I made a slight modification to this recipe as well. The original calls for 1 3/4 cups of sugar. I substituted 1 cup of sugar and 3/4 cup honey. There's no real explanation for this choice beyond the spirit of experimentation. I also left out the powdered sugar and whipped cream, using it as more of a breakfast cake, but I imagine that it would be scrumptious as a dessert as well.

Apple Cake
Via The Cookbook

3 eggs, 1 3/4 c. sugar, 1 c. oil, 2 c. flour, 1 t. baking soda, 1 t. cinnamon, pinch salt, 4-6 diced apples, 1/2 c. nuts
Bake for 1hr. at 350 degrees or 325 if using a glass pan. Sprinkle with powder sugar, can be served with whipped cream. 

Monday, September 2, 2013

Baked Whitefish with Tomatoes

I was struck by the lack of fish in The Cookbook. I've been taught that fish is pretty much a staple of Southern Italian cooking, but there wasn't a single recipe that involved fish within the collection my mother had gathered.
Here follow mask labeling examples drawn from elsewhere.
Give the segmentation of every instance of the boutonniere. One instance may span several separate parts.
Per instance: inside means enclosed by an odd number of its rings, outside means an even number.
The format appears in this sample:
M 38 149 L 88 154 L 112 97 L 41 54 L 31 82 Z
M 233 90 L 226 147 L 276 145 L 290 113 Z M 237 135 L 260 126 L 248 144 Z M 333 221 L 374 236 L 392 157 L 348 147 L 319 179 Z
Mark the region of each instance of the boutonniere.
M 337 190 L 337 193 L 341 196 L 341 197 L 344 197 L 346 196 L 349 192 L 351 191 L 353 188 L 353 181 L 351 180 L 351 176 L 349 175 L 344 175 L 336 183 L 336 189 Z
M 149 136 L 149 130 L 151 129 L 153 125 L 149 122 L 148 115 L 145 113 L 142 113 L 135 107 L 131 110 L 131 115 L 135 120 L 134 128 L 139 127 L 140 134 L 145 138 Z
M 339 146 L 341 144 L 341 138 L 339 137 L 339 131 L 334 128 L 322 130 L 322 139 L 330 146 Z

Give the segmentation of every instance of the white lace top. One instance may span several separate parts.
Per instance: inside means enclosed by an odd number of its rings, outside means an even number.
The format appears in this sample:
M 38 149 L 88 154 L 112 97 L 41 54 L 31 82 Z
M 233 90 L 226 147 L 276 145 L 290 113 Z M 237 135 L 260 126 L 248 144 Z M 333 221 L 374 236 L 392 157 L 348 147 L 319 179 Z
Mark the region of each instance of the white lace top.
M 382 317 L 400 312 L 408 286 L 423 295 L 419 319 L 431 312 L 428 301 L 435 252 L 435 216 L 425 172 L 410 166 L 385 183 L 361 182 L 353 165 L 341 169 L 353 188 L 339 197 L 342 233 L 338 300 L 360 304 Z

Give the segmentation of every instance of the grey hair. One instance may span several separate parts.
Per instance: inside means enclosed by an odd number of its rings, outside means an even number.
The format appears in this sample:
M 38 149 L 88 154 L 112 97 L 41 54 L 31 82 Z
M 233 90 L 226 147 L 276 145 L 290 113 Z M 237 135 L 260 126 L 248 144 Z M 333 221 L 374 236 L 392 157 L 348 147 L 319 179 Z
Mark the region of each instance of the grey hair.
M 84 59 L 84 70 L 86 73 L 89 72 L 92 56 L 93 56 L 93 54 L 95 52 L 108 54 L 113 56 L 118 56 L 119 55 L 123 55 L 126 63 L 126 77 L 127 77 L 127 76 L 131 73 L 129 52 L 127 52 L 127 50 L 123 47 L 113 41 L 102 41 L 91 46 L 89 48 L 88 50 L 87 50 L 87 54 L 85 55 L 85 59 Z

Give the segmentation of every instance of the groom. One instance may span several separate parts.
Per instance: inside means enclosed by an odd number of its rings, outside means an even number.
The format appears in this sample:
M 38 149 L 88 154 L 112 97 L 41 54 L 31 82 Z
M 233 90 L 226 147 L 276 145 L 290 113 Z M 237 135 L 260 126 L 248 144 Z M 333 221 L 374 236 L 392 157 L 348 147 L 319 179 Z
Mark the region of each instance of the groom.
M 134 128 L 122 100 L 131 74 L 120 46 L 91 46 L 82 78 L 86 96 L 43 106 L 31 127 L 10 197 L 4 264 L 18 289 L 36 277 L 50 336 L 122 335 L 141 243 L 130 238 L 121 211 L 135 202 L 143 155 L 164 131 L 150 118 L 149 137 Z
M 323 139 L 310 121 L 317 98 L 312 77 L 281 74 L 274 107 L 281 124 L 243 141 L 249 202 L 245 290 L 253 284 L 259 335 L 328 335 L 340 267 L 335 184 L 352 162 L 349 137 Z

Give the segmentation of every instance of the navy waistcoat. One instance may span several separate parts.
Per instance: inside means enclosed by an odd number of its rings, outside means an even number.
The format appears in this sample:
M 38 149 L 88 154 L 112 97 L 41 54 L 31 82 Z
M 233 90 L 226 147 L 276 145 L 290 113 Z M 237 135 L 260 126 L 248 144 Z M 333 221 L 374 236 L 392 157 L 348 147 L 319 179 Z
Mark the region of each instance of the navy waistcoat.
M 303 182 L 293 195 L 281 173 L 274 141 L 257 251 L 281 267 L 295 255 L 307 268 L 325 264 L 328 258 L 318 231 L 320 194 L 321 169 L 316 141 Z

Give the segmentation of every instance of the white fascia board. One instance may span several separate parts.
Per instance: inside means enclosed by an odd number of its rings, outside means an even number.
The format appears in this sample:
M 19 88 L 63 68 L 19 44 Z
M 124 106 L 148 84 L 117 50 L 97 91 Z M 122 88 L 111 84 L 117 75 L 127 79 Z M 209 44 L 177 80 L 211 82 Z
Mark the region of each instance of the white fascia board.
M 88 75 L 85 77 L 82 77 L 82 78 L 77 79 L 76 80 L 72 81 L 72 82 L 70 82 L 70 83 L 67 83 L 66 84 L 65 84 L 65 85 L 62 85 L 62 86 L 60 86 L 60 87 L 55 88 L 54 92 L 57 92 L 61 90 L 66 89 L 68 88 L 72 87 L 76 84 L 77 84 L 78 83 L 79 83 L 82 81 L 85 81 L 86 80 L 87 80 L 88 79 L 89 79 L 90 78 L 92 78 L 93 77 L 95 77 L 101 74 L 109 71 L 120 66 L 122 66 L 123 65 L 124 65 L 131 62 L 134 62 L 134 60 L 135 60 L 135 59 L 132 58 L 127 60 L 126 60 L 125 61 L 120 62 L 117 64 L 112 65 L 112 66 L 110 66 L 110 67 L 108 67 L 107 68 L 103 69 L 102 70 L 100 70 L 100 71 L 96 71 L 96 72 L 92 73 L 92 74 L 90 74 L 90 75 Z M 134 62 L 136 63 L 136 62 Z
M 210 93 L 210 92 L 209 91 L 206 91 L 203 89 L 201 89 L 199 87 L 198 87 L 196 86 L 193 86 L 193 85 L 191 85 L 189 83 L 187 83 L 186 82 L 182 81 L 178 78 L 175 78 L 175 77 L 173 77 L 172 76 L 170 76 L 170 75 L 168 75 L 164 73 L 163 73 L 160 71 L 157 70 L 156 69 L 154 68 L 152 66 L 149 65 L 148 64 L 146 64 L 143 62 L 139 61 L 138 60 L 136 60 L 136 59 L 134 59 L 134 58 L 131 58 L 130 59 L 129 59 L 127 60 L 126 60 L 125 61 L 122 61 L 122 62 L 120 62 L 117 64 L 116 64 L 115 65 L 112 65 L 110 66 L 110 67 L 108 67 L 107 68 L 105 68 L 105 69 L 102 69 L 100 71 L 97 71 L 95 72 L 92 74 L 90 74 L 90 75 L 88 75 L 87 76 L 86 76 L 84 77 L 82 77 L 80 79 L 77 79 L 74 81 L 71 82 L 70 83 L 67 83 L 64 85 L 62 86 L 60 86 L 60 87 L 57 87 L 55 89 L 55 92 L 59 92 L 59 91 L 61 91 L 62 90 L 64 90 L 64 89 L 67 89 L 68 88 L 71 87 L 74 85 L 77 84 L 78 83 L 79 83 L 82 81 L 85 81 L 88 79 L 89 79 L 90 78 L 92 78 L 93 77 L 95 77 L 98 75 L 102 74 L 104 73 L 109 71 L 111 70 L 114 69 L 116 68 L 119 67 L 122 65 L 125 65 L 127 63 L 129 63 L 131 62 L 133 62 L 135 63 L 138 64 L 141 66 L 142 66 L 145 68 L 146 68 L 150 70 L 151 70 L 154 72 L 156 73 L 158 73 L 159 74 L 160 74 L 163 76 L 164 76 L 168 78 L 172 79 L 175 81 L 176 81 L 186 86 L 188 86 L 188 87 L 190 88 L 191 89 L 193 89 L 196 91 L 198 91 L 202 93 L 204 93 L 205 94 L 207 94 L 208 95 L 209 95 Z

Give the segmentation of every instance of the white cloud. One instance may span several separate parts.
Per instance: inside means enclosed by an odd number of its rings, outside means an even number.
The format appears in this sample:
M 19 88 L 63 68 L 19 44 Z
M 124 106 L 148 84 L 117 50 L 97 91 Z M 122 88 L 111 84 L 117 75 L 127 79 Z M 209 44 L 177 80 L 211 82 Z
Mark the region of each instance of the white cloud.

I think it has something to do with Madre not being a big fish fan as well as the expense of fish in general. An interesting aspect of Bisnonna's cooking is how influenced it was by the Great Depression. Lots of the recipes she used sub out the traditional meats or other items for those that could be obtained more cheaply.

So, there were no fish recipes, but I wasn't about to let that stop me. Beside, I ended up with a lot more fish from the farmer's market than I actually meant to buy...[Farmer's Markets make me nervous, what can I say?] So I concocted something of my own based on what I had around and some guidance from Giada DeLaurentis and the BBC.

I do love fish. And in the Great Lakes, whitefish is -the- fish. Whitefish, of course, refers to a variety of fish so far as fisheries are concerned, but the fishery we go to uses the term to refer to Lake Whitefish. As always, when choosing fish, remember to shop sustainably.

Baked Whitefish With Tomatoes
Adapted from Giada De Laurentiis and BBC's Good Foods Magazine

[ingredients - serves 4]
2 Whitefish fillets (or other sustainable fish for your region)
1/3 cup Olive Oil
1/3 cup lemon juice
3 large tomatoes
Basil, Parsley, Black Pepper to taste

[What to do]

  1. Pre-heat oven to 350 degrees F
  2. Drizzle some of the olive oil in the bottom of a glass baking pan.
  3. Season the fillets and add them to the pan. Cover in rest of oil, lemon juice and tomatoes cut into smaller pieces.
  4. Cover baking pan (I used tin foil) and bake for 25-30 minutes
I served this fish with some brown rice sprinkled with Parmesan cheese.